Blake was adamant that the most important part of the LP equation for him is tangibility. “I grew up in the CD era, I was born in 1990, and a lot of people were into iTunes, but you can’t say ‘oh, look at this cool album cover on my phone.’ You gotta pick it up and show it to people.”
That story repeated with just about all the young people I met. A couple at Tomorrow Records on Hawthorne exclaimed that listening to Led Zeppelin II on vinyl was better because they could feel the music in their chests as it pumped out of “real speakers” at a high volume as opposed to listening on earbuds. Agnes, whom I ran into at Mississippi Records on Albina Street, was picking up some hip hop albums—MF Doom’s Mm Food and Midnight Marauders by A Tribe Called Quest. She told me she appreciated that LPs forced her to put her phone down. And she had recently purchased a new stereo system that she was quite proud of having on display in her house.
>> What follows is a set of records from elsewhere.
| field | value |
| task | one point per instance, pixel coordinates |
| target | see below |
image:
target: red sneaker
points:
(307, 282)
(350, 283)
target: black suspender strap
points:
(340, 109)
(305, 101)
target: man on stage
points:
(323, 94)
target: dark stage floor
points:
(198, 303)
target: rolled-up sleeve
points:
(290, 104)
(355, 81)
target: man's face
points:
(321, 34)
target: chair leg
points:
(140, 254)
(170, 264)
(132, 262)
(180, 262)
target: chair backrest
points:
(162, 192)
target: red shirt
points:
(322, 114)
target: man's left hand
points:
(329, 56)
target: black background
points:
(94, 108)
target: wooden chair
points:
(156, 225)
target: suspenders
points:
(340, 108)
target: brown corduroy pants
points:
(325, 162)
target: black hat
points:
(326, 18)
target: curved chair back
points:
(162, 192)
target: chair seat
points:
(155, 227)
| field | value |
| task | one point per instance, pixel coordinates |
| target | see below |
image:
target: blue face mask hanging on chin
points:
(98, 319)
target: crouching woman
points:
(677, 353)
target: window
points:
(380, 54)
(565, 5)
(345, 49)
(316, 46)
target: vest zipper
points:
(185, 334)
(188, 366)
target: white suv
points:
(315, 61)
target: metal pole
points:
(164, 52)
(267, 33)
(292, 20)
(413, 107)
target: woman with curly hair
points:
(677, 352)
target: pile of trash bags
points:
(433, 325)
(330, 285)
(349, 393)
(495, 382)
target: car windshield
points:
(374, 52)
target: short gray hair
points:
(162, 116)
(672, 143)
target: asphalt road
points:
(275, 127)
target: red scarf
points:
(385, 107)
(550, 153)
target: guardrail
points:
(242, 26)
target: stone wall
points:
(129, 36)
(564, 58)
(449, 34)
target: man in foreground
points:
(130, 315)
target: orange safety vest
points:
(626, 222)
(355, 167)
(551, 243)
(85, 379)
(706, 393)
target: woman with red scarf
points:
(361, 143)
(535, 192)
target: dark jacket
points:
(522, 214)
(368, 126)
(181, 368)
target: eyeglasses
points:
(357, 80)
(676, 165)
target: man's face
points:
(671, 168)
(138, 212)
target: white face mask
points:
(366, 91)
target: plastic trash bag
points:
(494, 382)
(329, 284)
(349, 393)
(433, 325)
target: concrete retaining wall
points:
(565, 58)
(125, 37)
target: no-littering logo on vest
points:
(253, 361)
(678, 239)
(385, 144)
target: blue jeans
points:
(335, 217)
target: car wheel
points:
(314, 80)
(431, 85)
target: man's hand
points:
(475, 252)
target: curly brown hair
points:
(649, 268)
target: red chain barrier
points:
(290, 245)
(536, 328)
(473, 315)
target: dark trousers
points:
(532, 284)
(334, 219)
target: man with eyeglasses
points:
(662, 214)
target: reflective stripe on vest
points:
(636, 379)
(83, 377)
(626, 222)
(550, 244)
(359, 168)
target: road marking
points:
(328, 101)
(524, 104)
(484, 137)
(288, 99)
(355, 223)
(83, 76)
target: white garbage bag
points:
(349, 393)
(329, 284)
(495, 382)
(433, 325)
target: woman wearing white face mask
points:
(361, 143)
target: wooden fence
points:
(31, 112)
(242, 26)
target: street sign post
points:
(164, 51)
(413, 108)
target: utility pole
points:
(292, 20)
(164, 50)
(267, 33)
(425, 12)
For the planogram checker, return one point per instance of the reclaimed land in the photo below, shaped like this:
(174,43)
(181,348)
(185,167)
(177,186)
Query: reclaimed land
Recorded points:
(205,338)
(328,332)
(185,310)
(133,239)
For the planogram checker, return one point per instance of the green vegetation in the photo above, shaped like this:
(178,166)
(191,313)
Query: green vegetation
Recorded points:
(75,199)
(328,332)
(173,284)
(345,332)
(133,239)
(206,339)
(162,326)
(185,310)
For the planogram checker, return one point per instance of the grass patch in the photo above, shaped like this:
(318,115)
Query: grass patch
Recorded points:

All these reactions to the question of what attracts young people to vinyl seem to lead to the conclusion that many of the traits that make older people nostalgic for vinyl are, coincidentally, the same ones that have drawn a new generation of music listeners into the fold. And perhaps that is the ultimate commentary on the resurgence of the 12-inch vinyl record compared to all the forms of music reproduction that have come along in the last 40 years.